Minor wounds can be smeared with fresh honey. Honey coats the wound, preventing germs from multiplying.

The time bomb of tuberculosis is threatening to explode anytime now. The West is in the middle of its worst TB epidemic in the past 20 years. Sanatoria, good food, complete rest and a healthy environmnet were given up as being of no value. Surgery, which in the olden days helped to get rid of the infected part of the lung, thereby reducing the risk of death and bleeding, took a back seat. Now we are threatened by multiple drug resistant germs of this deadly disease, waiting to produce another epidemic of the white death. In his treatise The White Death (The Hambledon Press), Thomas Dormandy narrates horror stories of the hoary past with even people like Napoleon Bonaparte having suffered its ravages.
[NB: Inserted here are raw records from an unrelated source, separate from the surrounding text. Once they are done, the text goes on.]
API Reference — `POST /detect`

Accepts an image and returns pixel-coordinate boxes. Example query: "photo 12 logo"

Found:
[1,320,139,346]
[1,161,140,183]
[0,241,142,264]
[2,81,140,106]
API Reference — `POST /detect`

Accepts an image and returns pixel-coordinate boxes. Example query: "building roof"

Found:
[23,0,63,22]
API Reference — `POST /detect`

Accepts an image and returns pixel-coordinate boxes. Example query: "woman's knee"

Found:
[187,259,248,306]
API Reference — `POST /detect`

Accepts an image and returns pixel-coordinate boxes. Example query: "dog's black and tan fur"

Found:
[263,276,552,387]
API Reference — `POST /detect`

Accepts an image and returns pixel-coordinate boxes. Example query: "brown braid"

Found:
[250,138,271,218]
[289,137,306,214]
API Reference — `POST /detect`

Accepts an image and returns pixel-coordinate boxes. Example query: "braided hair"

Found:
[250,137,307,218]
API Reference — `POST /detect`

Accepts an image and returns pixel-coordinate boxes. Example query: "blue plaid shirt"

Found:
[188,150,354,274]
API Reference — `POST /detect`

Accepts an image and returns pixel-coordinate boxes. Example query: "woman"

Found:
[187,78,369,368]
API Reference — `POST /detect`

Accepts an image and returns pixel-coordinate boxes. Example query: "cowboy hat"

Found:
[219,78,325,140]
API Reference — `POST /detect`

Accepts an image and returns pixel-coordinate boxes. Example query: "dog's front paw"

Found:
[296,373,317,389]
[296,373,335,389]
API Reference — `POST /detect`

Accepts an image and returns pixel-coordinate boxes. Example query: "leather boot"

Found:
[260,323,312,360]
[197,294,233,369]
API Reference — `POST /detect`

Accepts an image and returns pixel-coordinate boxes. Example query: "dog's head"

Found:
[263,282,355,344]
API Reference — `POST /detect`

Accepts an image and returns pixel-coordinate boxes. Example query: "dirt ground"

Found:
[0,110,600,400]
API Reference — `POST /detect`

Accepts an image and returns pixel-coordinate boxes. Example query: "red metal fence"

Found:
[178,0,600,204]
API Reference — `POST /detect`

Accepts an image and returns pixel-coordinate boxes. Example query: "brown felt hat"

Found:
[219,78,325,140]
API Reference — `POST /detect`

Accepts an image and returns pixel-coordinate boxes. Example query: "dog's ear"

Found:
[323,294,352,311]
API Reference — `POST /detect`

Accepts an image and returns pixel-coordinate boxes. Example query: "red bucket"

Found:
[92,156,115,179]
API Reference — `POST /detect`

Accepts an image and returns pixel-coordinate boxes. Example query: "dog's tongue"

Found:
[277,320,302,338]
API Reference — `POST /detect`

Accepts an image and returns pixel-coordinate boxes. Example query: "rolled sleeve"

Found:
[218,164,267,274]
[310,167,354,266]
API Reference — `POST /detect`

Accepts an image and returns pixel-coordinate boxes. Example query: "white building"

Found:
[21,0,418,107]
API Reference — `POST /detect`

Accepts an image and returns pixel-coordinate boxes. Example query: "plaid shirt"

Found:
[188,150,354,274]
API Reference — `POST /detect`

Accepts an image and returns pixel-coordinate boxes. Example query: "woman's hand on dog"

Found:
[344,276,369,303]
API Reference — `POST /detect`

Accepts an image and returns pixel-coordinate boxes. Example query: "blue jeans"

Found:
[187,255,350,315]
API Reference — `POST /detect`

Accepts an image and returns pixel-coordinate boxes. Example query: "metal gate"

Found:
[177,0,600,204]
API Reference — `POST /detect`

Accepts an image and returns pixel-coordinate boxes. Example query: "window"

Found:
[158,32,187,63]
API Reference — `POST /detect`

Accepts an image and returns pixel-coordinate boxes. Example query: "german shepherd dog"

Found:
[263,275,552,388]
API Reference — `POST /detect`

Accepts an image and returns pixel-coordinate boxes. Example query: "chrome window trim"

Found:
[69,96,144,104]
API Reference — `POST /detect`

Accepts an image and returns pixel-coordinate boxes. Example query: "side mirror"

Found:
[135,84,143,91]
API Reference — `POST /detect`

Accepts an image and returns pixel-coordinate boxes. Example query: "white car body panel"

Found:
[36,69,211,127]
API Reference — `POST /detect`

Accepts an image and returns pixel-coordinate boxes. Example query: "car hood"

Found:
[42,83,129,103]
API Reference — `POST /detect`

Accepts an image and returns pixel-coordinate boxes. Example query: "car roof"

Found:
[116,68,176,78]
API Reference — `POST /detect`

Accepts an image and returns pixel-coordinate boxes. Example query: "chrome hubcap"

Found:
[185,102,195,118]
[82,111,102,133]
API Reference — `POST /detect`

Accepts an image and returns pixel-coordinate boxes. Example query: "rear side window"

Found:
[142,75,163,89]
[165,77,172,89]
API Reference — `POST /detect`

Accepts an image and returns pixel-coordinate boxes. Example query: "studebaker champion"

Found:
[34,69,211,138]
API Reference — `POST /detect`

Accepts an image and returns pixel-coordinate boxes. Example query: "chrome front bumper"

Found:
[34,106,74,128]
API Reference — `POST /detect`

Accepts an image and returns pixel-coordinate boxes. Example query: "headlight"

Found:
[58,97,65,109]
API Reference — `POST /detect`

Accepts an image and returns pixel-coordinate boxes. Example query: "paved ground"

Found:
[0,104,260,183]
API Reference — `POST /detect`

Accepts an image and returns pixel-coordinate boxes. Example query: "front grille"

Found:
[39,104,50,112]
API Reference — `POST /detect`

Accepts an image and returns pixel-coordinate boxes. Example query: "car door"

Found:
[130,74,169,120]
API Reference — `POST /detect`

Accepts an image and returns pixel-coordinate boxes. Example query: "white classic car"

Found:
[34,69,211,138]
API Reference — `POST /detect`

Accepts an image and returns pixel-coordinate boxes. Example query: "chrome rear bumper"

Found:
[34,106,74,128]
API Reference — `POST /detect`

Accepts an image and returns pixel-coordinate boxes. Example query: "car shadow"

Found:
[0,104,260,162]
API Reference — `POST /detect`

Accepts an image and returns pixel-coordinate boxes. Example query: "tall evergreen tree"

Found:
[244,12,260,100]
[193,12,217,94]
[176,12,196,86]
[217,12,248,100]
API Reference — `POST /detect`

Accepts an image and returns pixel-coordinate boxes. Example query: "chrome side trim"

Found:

Prof. J. R. Bignall of the Institute of Chest Diseases (Brompton Hospital, London) was requested by Pandit Nehru's Government in 1956 to study the extent of TB in the country. The anti-TB drug situation at that time was pathetic with very few drugs trickling into the country and being abused by even quacks. Dr. Bignall wrote to the government suggesting that the 2,50,000 odd TB patients in the country at that point in time should be allowed to have conventional forms of treatment. The use of anti-TB antibiotics should be banned in the country for 10 years, he said as his reasoning was that those who die of the disease would die anyway and take the germs with them to be burnt or buried, ending the germ's life cycle. For the rest of the patients who survive, their immune system would kill the germs. In the following decade India would have been rid of TB germs. With hindsight it looks like God's advice.

That advice could have worked even for the West. The report was ridiculed in the Parliament and rejected. The results are there for all of us to see. "Truth," said Aristotle, "could influence only half a score of people in a given time or age, whereas falsehood and mystery would drag millions by the nose". How true.

The writer is Vice-Chancellor, Mahe (Deemed) University, Manipal.